Chapter 29

43 9 2
                                    

"Kok gitu doang sih? Nggak seru," komentar Dirga kecewa.

Regan baru saja menceritakan kejadian tadi pagi. Tentang Windelina yang sama sekali tidak menyuarakan protes atau curiga karena Regan semalaman hilang tanpa kabar. Malah sebaliknya, mereka merencanakan sebuah pesta untuk ulang tahun Windelina.

"Disuap pakai pesta doang gampang banget ngelupainnya," cibir Dirga.
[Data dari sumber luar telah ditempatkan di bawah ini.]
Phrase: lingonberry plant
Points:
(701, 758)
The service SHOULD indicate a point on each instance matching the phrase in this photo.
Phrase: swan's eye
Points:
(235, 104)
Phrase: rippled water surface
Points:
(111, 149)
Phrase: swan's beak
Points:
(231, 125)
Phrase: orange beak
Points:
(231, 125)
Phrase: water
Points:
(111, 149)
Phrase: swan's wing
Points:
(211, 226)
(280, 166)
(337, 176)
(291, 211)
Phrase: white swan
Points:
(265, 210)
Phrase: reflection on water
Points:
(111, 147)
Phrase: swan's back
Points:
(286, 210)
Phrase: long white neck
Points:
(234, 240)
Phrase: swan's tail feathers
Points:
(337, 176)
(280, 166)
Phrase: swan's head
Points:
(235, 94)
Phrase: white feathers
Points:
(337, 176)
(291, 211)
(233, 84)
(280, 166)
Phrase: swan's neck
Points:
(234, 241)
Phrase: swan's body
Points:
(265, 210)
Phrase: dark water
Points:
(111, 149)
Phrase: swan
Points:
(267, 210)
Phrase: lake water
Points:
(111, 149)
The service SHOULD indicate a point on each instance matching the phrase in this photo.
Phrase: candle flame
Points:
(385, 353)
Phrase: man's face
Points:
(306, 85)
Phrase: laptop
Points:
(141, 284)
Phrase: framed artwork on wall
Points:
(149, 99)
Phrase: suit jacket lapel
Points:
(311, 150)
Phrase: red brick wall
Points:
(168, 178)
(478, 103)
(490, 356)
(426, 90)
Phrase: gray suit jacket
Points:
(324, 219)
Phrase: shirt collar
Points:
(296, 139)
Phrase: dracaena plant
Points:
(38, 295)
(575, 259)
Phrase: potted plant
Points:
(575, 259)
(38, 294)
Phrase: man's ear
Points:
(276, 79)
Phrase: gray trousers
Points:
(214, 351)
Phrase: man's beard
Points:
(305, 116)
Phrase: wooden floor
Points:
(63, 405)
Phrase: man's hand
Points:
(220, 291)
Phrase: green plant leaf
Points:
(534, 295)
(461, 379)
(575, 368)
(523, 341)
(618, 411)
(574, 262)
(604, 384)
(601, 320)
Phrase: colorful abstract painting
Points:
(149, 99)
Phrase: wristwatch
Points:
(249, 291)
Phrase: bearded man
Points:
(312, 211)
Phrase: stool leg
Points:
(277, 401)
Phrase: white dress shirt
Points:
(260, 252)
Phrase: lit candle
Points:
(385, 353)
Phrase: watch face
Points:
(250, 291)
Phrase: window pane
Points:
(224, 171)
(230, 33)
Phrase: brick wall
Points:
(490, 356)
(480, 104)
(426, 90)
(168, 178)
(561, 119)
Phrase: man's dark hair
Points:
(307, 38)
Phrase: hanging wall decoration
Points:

"Lo kok malah nggak seneng gitu sih? Harusnya lo bersyukur Windelina nggak permasalahin kemarin," protes Dirga.

"Kenapa gue harus ikut bersyukur? Kalau kena masalah yang repot juga lo!"

"Kalau gue kena masalah gue bakal nyeret lo juga Dir!"

"Lhah kenapa?"

Alis Dirga bertaut.

"Kan lo secara nggak langsung selalu ikut ngebantuin gue nutupin hubungan gue sama Lona," balas Regan kalem. Merasa terjebak, Dirga terpancing emosinya.

"Bajingan lo emang! Nyesel gue bantuin lo sekarang!"

Regan tertawa keras saat Dirga memakinya kesal karena merasa kalah.

Tidak ingin terlalu mengambil resiko lagi, Regan teringat ia ingin meminta bantuan Dirga. Mengenai Lona, sepertinya Regan harus terlihat sedikit menjaga jarak dengannya di kantor mulai sekarang. Memang benar saat ini Windelina tidak mencurigainya, namun Regan tidak ingin mengambil resiko jika ia terus mengulangnya.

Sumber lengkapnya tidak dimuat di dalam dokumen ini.